Fakat o satırlar arasında sadece samimi, hisli ve mümin bir kalp yok, sesini ve nefesini karşı tarafa efsunlu bir şekilde duyuran, okuyucuya aktaran ve hemen çoşkun karşılıklar bulan bir kalem ve el de var.”

Bu ilmihalde ne var? Elbette Kutlu var. Ben varım, sen varsın; hayatın içinde ne varsa o var. Hayaller, pişmanlıklar, arayışlar, yalnızlıklar, hasretler, gözyaşı, hüzün, yakarış, dua, yaratılmış herşey var. Muhabbet ve aşk var. Yanısıra kitap, abdest, namaz, oruç, zekat, hac, gusül, ezan, cami, cuma, ahlak, vicdan, tevbe, şükür, kanaat, nasip, niyet, haya, tevekkül, rahmet ve merhamet var. Ekmeği bölüşmek var.
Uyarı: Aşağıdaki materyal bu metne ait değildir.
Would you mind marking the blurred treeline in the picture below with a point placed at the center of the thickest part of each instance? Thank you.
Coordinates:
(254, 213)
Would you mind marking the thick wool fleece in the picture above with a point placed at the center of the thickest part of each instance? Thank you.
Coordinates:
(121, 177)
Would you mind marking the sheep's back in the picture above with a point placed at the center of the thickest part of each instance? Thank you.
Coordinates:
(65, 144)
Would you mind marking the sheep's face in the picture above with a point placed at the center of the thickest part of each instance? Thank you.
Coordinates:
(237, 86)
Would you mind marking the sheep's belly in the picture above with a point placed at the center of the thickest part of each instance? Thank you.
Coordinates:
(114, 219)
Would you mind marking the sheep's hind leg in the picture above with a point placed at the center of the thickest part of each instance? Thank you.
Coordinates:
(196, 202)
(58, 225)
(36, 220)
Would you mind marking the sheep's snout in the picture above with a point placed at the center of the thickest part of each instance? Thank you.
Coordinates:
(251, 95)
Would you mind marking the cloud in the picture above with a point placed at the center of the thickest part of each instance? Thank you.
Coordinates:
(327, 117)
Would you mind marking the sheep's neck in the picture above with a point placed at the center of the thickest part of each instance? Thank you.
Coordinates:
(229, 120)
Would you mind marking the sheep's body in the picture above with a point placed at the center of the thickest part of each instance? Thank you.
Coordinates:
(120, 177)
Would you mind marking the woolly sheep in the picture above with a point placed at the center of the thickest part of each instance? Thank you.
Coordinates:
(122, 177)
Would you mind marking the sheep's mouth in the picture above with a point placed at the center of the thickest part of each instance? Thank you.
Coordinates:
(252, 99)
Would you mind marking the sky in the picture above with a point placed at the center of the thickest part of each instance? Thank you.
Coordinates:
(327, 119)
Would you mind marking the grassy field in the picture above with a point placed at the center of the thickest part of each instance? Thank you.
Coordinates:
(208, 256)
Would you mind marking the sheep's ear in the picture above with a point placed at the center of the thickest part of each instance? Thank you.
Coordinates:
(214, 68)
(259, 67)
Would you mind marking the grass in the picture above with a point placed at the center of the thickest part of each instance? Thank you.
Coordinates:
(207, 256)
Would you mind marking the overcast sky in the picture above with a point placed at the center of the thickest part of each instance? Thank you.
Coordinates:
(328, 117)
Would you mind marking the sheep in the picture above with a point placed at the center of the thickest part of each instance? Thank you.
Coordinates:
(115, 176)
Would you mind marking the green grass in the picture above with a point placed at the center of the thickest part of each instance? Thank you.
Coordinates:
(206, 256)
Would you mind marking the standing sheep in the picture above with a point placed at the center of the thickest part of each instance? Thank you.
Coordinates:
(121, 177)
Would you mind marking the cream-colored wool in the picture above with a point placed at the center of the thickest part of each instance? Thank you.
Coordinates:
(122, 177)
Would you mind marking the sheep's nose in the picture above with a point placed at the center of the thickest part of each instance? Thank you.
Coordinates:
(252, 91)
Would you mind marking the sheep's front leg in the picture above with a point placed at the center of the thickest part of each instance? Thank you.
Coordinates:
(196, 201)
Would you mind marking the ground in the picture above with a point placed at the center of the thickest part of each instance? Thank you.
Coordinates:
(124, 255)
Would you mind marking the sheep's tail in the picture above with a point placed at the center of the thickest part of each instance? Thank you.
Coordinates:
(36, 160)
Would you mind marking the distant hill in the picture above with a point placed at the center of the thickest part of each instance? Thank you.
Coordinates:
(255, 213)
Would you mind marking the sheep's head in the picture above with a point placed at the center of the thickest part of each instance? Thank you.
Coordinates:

Kutlu, İlmihal Yahut Arzuhal’de ele aldığı dini ve ahlaki konuları edebi bir üslupla hem okuyucuya hissettirip, duyururken hem de onu düşünmeye sevkediyor ve yer yer açıklamalarda bulunuyor: “Meseleyi fıkhen değil, ruhen tefsir etmek istediğimi anlamışsınızdır.... Bir din bilgini değilim sadece dini hayatın yaşanırken ruha verdiği sıkıntı veya ferahlığa işaret etmek istiyorum.” (s. 41.)

En ziyade kendisiyle hesaplaşan Kutlu, kitabında kendini olduğu kadar devrini de sorguluyor; siyasetin, cemaatin, mahallenin tahlilini yapıyor: “Bilhassa 1980 yılından sonra ülkede estirilen hava insanımızı maneviyattan uzaklaştırdı. Bu dönemde sürdürülen politikalar ahlâkın önüne parayı koydu.” (s. 62.) Mukayese ediyor, sistemi eleştiriyor, ‘haz ve hız’ çağını sorgulamayı elden bırakmıyor: “Yaşadığımız çağ, (Ahir zaman) bizi bizden koparmak için türlü desiseler ile tıka-basa dolmuştur. Ferdin ihtiyacı âdeta elinden alınmış, insanlık bir sürüye dönüşmüştür. Seçimlerimiz, adımlarımız, ihtiyaçlarımız, duygularımız, düşüncelerimiz, zevklerimiz, yaşam tarzımız başkaları tarafından, sistem tarafından tanzim edilerek bize dayatılmıştır.” (s.108.)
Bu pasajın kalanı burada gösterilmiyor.